The methodology of intuition

Preface

Artists usually have to rest assured in the unpredictable and the uncertainty of our artistic process. We learn how to find ourselves more or less in constant limbo. A place where we are somewhere, we think we are on the right path, but sometimes it feels like we have to hold up and wait as part of our process. In this space and time of waiting, we have different strategies, and we painters tend to sit and stare at the painting until we either move on or go home. I would like to translate the “sit and stare context” into the possibility that we have a dialogue, it may not always be conscious or verbal, but it takes place either in a wordless way, or we could even talk to ourselves. It can even continue when we are not in the studio or near the painting we are working on. It is the dialogue going silent, or even dying, that scares you. 

The painting doesn't say anything anymore, and it is beyond rescue. It is over, and the only thing I can do is to paint over it. Sometimes I even destroy the painting; it is when I get so excited about the dialogue with the painting that I simply go too far and destroy it. I am so seduced by the moment, and paint without listening that all of a sudden, I have suffocated the entire painting. No oxygen or air is left in it, and it becomes challenging to give artificial respiration, although it can happen, if I start to listen again. 

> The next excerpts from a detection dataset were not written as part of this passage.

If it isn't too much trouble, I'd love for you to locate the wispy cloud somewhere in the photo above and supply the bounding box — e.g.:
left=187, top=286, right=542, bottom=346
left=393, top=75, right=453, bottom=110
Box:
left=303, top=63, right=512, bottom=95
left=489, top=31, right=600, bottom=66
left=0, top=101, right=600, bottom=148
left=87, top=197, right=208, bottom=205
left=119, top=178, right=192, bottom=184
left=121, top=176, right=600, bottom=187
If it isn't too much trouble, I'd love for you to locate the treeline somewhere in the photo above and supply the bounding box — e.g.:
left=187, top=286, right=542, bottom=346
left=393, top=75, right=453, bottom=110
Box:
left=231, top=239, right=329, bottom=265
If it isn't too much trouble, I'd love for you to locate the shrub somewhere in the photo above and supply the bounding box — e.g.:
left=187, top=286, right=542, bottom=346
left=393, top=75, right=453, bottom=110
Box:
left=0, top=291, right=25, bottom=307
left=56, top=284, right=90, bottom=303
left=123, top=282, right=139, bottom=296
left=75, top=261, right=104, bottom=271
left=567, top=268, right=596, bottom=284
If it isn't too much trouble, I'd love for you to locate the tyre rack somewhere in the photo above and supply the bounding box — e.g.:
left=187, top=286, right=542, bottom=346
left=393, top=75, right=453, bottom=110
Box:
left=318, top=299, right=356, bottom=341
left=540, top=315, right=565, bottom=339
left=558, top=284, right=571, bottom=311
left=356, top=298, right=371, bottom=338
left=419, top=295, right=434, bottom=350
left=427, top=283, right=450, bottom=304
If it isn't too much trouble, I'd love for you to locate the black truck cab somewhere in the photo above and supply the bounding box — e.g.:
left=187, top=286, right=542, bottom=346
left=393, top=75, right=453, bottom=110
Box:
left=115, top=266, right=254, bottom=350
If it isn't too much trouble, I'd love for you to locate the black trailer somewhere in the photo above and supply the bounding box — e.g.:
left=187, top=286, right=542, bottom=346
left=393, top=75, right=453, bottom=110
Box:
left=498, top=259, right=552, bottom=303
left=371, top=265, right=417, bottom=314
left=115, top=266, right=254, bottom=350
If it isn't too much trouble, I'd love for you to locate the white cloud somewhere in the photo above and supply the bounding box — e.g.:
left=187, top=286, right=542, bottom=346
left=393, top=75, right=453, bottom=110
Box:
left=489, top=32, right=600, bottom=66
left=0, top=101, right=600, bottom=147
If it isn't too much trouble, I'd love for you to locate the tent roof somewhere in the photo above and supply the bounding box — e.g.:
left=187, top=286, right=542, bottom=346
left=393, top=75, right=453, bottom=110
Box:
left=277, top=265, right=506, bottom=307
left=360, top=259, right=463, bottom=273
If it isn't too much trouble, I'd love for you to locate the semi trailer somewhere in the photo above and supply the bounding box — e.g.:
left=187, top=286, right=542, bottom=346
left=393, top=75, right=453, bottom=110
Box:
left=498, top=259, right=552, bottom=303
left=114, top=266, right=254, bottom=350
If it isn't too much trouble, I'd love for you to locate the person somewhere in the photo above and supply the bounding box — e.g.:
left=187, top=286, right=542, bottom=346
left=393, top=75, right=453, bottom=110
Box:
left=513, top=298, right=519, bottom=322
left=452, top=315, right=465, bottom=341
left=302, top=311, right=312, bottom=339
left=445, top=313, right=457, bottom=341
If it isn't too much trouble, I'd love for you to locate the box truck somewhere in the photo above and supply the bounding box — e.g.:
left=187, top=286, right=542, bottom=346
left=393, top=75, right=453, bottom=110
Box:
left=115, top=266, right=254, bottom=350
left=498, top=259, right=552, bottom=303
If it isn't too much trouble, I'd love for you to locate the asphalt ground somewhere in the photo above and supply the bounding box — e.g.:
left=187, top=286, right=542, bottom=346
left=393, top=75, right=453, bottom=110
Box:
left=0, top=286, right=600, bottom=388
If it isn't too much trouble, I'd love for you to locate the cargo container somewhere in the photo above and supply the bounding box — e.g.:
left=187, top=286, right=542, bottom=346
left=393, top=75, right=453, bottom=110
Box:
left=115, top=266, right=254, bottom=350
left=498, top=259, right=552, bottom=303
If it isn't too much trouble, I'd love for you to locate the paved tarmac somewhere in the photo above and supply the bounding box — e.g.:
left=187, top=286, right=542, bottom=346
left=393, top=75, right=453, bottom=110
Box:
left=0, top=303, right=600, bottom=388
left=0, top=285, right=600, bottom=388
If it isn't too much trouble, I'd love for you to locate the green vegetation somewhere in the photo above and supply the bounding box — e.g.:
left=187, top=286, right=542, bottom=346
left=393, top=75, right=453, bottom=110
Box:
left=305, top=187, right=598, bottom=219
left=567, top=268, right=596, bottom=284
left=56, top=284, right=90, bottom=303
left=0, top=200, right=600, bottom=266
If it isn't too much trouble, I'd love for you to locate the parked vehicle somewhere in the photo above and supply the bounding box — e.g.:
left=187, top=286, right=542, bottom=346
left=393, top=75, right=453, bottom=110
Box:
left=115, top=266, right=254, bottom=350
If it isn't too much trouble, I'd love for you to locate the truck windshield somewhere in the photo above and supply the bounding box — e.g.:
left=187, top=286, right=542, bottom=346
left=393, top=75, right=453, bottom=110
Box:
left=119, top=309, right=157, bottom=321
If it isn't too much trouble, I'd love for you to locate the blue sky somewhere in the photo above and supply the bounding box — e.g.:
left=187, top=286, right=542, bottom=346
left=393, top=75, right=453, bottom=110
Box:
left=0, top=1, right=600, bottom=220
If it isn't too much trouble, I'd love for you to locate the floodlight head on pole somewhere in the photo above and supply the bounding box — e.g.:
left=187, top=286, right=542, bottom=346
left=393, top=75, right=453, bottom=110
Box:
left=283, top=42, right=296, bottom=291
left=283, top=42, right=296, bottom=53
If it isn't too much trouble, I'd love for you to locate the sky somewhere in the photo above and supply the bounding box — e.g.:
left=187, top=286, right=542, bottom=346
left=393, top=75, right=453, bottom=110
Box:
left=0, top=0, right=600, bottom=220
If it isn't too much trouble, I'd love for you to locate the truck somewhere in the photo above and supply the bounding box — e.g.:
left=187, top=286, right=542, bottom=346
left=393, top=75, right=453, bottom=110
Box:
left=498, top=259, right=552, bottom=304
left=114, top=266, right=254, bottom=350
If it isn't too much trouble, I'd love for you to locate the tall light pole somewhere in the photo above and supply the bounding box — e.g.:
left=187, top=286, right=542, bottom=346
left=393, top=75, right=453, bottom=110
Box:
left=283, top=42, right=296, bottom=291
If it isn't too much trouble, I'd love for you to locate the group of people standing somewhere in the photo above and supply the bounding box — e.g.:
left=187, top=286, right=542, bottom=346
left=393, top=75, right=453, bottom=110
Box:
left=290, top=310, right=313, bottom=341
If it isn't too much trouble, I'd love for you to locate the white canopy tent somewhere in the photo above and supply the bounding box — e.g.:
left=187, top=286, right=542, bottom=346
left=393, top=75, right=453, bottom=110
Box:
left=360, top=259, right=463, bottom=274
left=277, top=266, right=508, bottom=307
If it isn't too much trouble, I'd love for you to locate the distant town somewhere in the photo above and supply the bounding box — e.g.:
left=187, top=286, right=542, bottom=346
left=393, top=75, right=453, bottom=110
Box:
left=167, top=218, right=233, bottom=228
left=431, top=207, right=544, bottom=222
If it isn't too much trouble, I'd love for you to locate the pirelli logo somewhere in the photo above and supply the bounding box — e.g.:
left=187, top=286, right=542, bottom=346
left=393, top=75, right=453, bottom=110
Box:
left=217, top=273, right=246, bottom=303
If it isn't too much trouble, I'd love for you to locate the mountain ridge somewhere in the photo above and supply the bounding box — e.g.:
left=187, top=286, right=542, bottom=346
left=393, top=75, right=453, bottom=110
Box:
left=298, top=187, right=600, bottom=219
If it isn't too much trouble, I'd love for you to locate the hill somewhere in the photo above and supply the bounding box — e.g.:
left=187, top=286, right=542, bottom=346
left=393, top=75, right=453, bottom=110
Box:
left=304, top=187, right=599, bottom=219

I am curious about the dialogue, the communication, the relationship between the artist and the art itself and how they communicate — for example, communicating such as having dialogues with your voice with language and sound, with your body expressions and movements, or your performance, paintings or other artistic actions. I am curious about how these communication styles talk separately or to each other, and if these languages could reveal knowledge together.